Wednesday, February 20, 2013

Legality of private claims

In order to reason about anything you need to have some foundational principles. If those principles are wrong, your reasoning is suspect. In order to proceed with my argument, it must be understood that ownership always begins with a claim.

By what legal right can an individual make a property claim? John Locke answered with his 'Labor theory of property.' I don't accept that reasoning as valid, anymore than the discredited marxist 'labor theory of value' is valid. Labor has nothing to do with either. Did I just dispute the famous John Locke? Yes and you can as well because...

It is much more fundamental than that. Ownership is the ability to withstand challenges denying a claim of ownership. Nothing more, nothing less. Legality is simply acceptance of this fact followed by legal recognition. It doesn't matter how many pieces of paper you have saying you have title to a thing if some entity takes it away from you. It does matter if you can defend your claim. Do you accept that the Taiwanese own their property? If the Chinese take it away, would they own it? Would any discussion matter? Time would make it legal either way even if under dispute.
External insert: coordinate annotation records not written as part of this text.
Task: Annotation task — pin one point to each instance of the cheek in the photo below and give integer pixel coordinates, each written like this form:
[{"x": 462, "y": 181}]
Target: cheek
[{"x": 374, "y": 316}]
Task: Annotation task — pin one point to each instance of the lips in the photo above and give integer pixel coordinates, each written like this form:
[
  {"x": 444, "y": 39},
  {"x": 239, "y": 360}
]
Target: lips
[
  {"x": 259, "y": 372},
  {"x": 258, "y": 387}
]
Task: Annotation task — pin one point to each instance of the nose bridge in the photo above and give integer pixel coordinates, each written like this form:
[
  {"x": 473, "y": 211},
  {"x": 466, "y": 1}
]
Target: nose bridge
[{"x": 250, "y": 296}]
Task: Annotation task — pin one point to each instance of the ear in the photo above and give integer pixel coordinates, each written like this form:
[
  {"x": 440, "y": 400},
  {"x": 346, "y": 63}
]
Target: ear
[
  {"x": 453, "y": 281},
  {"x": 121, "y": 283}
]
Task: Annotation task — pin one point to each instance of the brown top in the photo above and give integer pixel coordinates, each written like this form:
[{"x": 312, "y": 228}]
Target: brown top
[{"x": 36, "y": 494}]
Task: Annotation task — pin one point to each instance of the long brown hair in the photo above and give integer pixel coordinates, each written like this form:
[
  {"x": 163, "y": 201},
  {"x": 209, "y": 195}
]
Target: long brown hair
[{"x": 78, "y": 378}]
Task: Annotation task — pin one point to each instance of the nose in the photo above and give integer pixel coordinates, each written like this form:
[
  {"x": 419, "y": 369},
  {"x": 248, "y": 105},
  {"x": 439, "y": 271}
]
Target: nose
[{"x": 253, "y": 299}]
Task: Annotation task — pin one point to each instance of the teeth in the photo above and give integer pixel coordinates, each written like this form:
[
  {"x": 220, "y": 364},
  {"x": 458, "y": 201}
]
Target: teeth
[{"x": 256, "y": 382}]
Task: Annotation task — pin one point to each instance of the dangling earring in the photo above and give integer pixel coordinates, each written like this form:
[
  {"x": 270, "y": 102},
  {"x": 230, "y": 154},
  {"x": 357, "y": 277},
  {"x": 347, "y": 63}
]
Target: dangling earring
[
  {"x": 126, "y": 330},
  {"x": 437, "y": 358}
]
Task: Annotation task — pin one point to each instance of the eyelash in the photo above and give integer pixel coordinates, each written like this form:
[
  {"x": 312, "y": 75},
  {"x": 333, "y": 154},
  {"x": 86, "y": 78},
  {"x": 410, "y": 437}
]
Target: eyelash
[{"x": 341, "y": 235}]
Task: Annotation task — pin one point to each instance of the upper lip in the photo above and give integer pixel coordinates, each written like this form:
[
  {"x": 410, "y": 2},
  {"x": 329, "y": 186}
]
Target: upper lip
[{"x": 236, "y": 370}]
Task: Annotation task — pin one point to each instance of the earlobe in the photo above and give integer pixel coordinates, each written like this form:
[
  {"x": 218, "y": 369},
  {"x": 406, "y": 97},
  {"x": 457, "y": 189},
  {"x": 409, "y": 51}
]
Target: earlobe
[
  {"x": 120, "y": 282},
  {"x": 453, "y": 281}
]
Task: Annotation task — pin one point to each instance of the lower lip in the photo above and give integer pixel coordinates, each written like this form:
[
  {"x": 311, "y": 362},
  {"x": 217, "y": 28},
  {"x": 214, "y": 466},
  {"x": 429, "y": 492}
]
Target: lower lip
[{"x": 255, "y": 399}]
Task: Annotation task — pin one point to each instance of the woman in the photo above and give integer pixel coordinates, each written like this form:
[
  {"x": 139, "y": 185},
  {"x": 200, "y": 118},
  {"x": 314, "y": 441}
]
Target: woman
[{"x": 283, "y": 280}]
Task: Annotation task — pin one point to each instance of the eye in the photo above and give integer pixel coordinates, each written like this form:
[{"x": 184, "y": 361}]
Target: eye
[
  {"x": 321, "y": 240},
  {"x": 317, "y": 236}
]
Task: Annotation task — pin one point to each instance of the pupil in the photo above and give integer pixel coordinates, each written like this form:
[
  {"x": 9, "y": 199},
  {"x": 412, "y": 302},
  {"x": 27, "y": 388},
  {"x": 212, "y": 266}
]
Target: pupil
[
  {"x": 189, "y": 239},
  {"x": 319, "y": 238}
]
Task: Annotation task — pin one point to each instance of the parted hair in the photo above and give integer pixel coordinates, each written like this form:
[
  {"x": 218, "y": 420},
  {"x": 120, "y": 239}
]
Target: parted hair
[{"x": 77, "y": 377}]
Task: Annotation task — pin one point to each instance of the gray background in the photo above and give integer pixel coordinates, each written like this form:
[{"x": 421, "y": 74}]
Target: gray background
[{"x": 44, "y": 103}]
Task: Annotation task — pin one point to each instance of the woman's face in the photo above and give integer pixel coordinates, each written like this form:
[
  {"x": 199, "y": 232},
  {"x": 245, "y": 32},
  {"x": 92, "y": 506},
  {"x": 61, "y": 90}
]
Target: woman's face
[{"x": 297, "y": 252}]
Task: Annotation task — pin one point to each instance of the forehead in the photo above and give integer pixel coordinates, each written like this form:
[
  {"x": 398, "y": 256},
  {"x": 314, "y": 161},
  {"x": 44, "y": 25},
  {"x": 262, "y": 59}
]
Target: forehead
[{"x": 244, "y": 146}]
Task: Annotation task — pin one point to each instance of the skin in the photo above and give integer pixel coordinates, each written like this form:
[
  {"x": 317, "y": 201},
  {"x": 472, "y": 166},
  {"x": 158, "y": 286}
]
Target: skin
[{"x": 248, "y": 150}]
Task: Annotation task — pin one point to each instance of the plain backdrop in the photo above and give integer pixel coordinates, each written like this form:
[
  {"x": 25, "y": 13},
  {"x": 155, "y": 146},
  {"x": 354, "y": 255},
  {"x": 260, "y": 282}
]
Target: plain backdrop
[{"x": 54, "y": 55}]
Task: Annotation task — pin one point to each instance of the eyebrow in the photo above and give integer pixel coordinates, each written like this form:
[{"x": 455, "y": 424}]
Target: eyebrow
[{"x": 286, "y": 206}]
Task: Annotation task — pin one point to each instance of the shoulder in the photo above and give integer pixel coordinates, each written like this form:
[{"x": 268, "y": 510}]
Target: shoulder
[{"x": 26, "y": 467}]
We think of nations making claims, but before nations existed, individuals made claims and others recognized those claims. Even owned property can become someone else's by possession. Unowned property even more so.

A claim can be, strong or weak, true or false, or just plain silly.

A claim becomes legal when you make it legal by the way you go about it. For example, a group can agree to terms. That is a legal contract. It is no violation of law to claim unowned property since that's how all property becomes owned. The point is to mitigate disputes. You do that by going about in an orderly and reasonable manner. That's all law is about.

Or are you going to accept the argument that only someone else, not you, can claim property? That is ridiculous. Free your mind.